I’m making the commitment here now to go with – AfroSurreal – as my words of 2026.
Of course AfroSurreal is much more than a word it’s a whole artist and literary movement which blends the weird and absurd with the reality of blackness. That the reality of blackness, being black today is surreal.
AfroSurreal is also a way of {BEING} that roots me further into the RIGHT NOW. Creating the future that has to happen right now.
I’ll be exploring more and sharing about AfroSurreal over the next couple of days to get my basis understanding and direction down. And then look out for more posts about how I’m moving and shaking with AfroSurreal(ism) for the coming year.
I’m excited to see where this word will take me. A good sign if any that I’m chosen the right word ( movement) for 2026.

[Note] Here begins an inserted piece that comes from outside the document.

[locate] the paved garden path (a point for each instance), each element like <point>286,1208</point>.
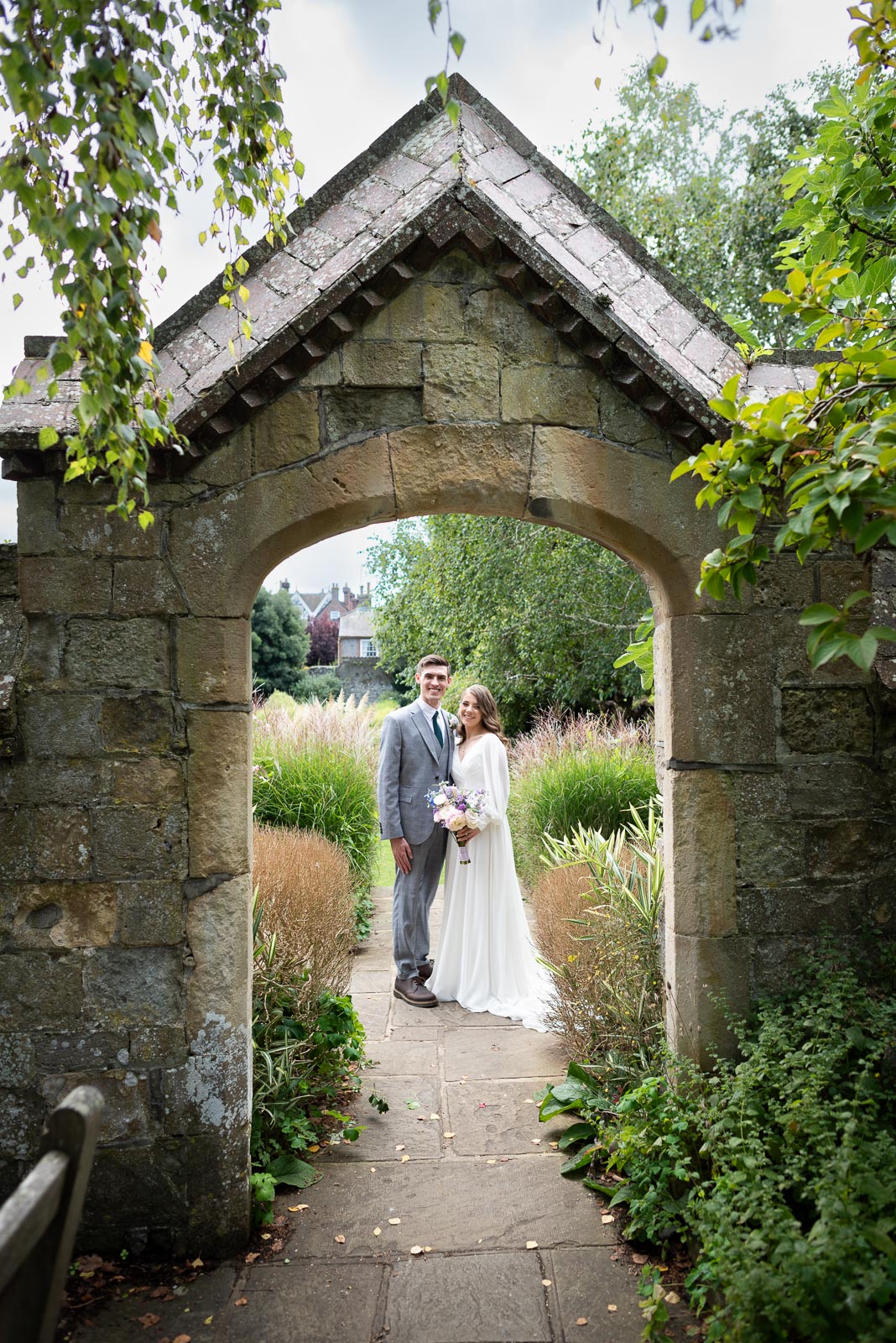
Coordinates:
<point>459,1168</point>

I spend so much time and energy on the work I share at Sunderland University, one or two sessions, out of their social work studies that I’ve decided the share what I create over on my Patreon in a special collection.
It’s just the power points for now. I’ll go back in at some point and share the resources as well. But I just thought it might be of some use for someone else. I’m not expert either. And my style and message has changed over the six years of doing it. I’m mighty please withy last one, November 2025, because I just centred blackness all the way. I was unapologetic and intend to stay this way.